The Namesake (2006). Mira Nair’s ambitious feature on cultural clashes within an Indian-American family is earnest and well acted, but ultimately the film winds up an overlong example of biting off more than one can chew. The early scenes, depicting the arranged marriage and awkward early years of a young couple (Irrfan Khan and Tabu, both fine), are nicely done and poignant. I also enjoyed the appealing Kal Penn as the couple’s Americanized son, whose differing views on life from his own father’s form the backbone of the film. As soon as the story detours into soap opera-ish territory in the film’s second half, however, things get dicey. There were a few points at which the movie could have satisfyingly concluded, but then another wrinkle develops and the story continues — and this happens several times! Somewhat worthy if you’re into Indian cuture; otherwise beware.
The Stranger (1946). TCM included this suspenser on a morning-long salute to actress Loretta Young this week. Although Young frets nicely as a small town newlywed who slowly discovers her new hubby is a Nazi, this film really belongs to Orson Welles (in the title role) and Edward G. Robinson (as a government inspector tracking Welles down). Wells also directs, and this film does have a stylistic similarity to Citizen Kane and The Magnificent Ambersons, albeit in a watered-down fashion. The flourishes are enough to make it stand out over the somewhat routine script, and the three main actors are a joy to watch. Fun viewing that reminds me of how great black and white movies can be (even the silly ones) — and you can’t beat that clock tower climax.
album_tipsybuzzzTipsy — Buzzz. eMusic download. Tipsy is known for seductive instrumental mashups that incorporate tasty samples from weird old easy listening records (or at least that’s what it sounds like to these ears). 2008’s Buzzz was his first album in a few years, a subtle departure from the more overtly kitschy sound he’s known for.

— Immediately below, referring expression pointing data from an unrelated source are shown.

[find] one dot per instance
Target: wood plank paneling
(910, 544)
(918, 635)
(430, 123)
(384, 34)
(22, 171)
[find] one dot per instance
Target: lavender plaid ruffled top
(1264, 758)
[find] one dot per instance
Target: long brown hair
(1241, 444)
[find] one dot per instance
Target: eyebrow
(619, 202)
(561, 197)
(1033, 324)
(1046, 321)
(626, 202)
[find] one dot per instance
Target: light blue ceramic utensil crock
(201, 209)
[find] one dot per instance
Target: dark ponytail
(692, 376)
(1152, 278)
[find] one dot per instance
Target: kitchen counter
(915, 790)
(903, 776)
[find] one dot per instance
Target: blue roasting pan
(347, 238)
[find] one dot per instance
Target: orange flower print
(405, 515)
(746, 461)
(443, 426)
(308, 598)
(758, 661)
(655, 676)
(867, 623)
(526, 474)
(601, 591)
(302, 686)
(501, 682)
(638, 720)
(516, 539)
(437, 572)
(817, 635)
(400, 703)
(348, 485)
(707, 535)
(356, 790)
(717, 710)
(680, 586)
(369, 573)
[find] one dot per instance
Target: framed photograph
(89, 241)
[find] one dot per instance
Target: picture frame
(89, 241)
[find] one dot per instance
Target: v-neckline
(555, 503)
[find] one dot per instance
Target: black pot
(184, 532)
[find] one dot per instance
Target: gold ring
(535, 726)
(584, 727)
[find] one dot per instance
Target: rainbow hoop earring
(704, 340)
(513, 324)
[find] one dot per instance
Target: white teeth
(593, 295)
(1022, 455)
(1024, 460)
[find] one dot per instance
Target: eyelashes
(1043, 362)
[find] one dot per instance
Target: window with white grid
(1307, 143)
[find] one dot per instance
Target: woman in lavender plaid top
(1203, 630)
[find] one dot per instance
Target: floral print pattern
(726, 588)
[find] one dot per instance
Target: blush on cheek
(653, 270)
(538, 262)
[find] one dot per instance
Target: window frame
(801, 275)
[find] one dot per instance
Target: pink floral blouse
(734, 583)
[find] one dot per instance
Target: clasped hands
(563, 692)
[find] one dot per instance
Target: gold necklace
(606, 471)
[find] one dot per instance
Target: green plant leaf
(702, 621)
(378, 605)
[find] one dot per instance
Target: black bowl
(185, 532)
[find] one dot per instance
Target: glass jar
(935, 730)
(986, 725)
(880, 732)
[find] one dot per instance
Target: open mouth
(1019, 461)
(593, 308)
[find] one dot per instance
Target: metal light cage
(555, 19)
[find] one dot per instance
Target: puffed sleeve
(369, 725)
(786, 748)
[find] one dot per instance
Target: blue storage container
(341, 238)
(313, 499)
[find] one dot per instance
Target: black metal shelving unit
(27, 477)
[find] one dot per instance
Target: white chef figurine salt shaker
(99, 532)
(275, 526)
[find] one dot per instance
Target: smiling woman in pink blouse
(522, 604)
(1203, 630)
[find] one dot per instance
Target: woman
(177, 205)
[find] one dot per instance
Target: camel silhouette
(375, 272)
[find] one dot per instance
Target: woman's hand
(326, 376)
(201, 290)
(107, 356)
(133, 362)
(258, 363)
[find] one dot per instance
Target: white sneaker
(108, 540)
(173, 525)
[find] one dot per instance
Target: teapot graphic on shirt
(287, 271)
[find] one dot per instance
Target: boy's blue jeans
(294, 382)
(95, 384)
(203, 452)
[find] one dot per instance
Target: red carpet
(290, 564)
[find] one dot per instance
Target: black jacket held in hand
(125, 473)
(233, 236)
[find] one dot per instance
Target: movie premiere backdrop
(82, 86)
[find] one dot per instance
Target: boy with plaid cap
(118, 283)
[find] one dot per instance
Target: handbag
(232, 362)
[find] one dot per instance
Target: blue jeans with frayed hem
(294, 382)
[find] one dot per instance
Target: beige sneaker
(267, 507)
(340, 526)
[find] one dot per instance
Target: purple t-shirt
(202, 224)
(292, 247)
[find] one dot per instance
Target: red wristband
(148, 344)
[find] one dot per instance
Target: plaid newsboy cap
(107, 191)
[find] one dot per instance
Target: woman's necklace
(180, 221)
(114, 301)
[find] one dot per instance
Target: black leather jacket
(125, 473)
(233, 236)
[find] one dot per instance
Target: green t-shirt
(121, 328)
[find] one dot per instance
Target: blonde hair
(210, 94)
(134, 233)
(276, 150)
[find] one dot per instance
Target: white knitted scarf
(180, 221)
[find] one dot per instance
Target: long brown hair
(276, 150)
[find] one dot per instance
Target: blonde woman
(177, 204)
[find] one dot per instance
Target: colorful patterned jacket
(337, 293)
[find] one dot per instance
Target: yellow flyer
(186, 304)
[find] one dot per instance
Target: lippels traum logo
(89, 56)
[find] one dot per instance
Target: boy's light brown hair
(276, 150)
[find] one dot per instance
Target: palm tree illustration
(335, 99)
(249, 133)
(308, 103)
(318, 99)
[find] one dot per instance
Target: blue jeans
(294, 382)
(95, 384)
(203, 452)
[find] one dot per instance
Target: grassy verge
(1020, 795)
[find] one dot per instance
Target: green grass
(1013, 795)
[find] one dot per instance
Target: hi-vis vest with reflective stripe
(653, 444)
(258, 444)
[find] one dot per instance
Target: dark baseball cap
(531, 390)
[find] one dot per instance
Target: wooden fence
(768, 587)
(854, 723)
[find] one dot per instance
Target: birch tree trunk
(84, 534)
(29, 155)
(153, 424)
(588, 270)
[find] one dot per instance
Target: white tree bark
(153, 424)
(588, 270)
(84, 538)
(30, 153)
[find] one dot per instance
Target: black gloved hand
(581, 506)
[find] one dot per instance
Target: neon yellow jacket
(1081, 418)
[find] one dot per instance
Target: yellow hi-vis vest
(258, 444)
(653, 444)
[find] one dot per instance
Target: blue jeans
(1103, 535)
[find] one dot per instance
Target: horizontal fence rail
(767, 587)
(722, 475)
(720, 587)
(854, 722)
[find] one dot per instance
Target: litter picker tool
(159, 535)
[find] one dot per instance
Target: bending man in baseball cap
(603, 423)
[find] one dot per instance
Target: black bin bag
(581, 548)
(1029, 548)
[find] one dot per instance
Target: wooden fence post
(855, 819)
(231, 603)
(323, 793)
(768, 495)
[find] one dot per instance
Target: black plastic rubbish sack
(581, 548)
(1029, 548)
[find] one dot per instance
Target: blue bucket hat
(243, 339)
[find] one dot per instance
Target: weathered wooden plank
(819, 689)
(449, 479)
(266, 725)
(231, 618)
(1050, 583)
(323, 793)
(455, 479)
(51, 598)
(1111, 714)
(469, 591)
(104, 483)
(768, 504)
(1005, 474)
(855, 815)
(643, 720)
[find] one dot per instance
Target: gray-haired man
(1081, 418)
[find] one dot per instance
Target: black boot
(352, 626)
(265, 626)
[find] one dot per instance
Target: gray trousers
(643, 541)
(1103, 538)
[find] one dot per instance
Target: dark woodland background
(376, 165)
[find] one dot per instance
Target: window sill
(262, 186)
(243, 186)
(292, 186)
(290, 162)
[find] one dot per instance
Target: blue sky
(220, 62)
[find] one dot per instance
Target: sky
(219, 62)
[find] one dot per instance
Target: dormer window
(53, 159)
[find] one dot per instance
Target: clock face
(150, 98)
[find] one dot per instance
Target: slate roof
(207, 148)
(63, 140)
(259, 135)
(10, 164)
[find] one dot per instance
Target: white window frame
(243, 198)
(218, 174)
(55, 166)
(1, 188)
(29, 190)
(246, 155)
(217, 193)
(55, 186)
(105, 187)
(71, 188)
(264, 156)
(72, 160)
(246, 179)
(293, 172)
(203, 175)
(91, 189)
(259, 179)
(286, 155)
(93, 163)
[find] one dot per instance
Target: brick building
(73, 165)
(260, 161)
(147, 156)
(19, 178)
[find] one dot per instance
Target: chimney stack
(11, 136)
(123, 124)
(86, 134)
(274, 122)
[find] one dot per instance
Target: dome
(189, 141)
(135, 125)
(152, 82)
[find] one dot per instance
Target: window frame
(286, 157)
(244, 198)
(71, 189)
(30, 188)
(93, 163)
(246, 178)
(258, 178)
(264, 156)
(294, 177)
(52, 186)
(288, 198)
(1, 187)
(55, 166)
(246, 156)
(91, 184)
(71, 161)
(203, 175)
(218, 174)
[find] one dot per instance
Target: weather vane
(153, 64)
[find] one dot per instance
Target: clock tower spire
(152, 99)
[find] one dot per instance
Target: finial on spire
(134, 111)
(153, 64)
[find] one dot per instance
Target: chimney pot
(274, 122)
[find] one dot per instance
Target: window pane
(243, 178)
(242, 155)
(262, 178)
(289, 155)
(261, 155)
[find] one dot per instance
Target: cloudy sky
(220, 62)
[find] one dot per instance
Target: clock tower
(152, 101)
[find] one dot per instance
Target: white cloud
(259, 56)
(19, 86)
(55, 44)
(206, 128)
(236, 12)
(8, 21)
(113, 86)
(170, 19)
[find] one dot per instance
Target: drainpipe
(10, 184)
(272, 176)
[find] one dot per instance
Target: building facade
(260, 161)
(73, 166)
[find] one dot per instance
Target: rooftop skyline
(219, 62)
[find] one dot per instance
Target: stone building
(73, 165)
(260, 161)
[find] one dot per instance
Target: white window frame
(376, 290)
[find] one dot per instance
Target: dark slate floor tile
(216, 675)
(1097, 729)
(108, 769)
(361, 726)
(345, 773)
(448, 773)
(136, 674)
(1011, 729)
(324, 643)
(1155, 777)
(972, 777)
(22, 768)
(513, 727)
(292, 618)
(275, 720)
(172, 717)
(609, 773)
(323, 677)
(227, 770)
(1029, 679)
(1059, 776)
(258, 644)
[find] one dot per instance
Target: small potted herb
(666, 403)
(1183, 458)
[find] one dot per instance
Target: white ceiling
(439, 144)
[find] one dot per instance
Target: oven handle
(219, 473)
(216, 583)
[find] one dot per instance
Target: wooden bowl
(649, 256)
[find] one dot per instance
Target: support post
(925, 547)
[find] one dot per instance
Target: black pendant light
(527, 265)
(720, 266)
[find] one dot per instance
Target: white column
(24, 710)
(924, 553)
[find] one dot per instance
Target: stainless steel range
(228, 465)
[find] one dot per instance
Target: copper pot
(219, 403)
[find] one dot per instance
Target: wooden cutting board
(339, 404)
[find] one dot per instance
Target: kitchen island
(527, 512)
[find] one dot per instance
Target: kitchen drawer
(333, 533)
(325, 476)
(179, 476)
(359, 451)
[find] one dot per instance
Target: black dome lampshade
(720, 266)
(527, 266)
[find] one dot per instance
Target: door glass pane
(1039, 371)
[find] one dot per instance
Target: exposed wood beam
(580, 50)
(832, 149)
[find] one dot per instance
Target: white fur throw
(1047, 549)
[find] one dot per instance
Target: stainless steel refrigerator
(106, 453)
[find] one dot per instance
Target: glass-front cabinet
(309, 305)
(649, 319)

Some fans don’t favor this “chillout” approach as much, but as far as swanky background music goes this album is tops. It sets a relaxed mood overall, but there is enough variety in individual tracks to keep things interesting. Some tracks even live up to the very descriptive titles they’ve been given — “Kitty’s Daydream” is a highlight. The only thing missing here is a cocktail festooned with a tiny umbrella.
Wee Willie Winkie (1937). Shirley Temple plays a girl named Priscilla who is sent with her mother to live in a British army outpost in early 1900s India. Unlike many of her other flicks, this film comes with a pedigree — it was based on a Rudyard Kipling story, John Ford directed (I can’t really picture the macho Ford growling “Play this scene cuter, will ya Shirley,” can you?), and co-heading with Shirley was recent Oscar winner Victor McLaglen. All those ingredients make this kiddie adventure a little less grating than usual, even somewhat touching at times. Sure, Shirley seems to be laying on the adorableness a bit thickly here, but that girl had such incredible poise and presence for someone so young. She is really kind of fascinating to watch, and the quality on display throughout makes Winkie one of her better starring efforts (1939’s The Little Princess will always be my fave Temple movie, however).